Beyond HRT: what other options exist for managing post-cancer menopause?

For women who are not candidates for systemic HRT, UK doctors and oncologists typically recommend a stepped approach:

  • Non-hormonal prescription options: SSRIs (particularly venlafaxine at low dose) and gabapentin have evidence for reducing hot flushes. Clonidine, an older option, is less commonly used but still available.
  • CBT-based programmes: The NHS currently funds "Menopause Mindfulness" and similar cognitive behavioural therapy programmes specifically designed for hot flush management. A 2022 trial at King's College London found a 50% reduction in hot flush frequency after 6 sessions.
  • Lifestyle modifications: Regular aerobic exercise, reducing caffeine and alcohol, and maintaining a cool sleep environment have robust evidence for symptom reduction in menopausal women.
  • Testosterone (low dose): As noted above, this remains an option some specialist NHS menopause clinics will consider separately from oestrogen-based HRT.

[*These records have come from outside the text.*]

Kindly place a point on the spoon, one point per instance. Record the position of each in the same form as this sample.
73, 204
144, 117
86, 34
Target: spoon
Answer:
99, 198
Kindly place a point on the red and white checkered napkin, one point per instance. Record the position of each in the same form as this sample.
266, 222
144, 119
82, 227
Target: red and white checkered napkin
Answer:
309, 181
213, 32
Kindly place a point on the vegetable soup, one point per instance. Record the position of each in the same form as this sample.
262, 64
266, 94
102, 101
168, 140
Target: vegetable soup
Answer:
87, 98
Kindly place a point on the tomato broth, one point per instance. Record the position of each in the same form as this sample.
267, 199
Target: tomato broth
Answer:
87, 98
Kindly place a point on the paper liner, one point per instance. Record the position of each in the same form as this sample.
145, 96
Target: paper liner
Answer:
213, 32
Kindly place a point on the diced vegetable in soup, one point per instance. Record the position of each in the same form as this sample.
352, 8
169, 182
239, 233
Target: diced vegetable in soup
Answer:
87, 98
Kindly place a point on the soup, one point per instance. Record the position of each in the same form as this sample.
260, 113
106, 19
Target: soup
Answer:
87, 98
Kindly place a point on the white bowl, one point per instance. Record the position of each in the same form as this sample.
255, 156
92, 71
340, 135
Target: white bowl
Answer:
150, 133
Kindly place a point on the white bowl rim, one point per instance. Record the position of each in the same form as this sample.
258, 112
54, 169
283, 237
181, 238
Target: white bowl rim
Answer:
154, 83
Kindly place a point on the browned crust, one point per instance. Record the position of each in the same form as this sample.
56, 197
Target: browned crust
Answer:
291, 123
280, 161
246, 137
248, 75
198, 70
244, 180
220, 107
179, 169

When to see a specialist rather than your GP

For straightforward menopause consultations, a GP with menopause training is the right starting point. However, the British Menopause Society recommends referral to a specialist menopause clinic when:

  • There is a history of cancer, particularly breast, ovarian, or endometrial cancer
  • Standard treatments have failed or caused intolerable side effects
  • There is significant medical complexity (cardiovascular disease, osteoporosis, prior DVT/PE)
  • The patient has a query about surgical menopause following oophorectomy under the age of 45

Specialist menopause clinics are available on the NHS (via GP referral) and privately. In the private sector, a single consultation with a menopause specialist typically costs between £150 and £350 and provides a detailed, personalised treatment plan.

For women who want faster access to a qualified doctor — whether a GP with menopause experience or a specialist — platforms like Expert Zoom allow you to book a Health consultation online, with verified practitioners available within hours.

Important: This article provides general health information only and does not constitute medical advice. Decisions about HRT or other hormone therapy — particularly with a cancer history — must be made with a qualified healthcare professional who has access to your full medical history.

Dame Jenni Murray's question is one that thousands of UK women over 60 are asking. The answer is never simple — but the conversation with a doctor is always the right starting point.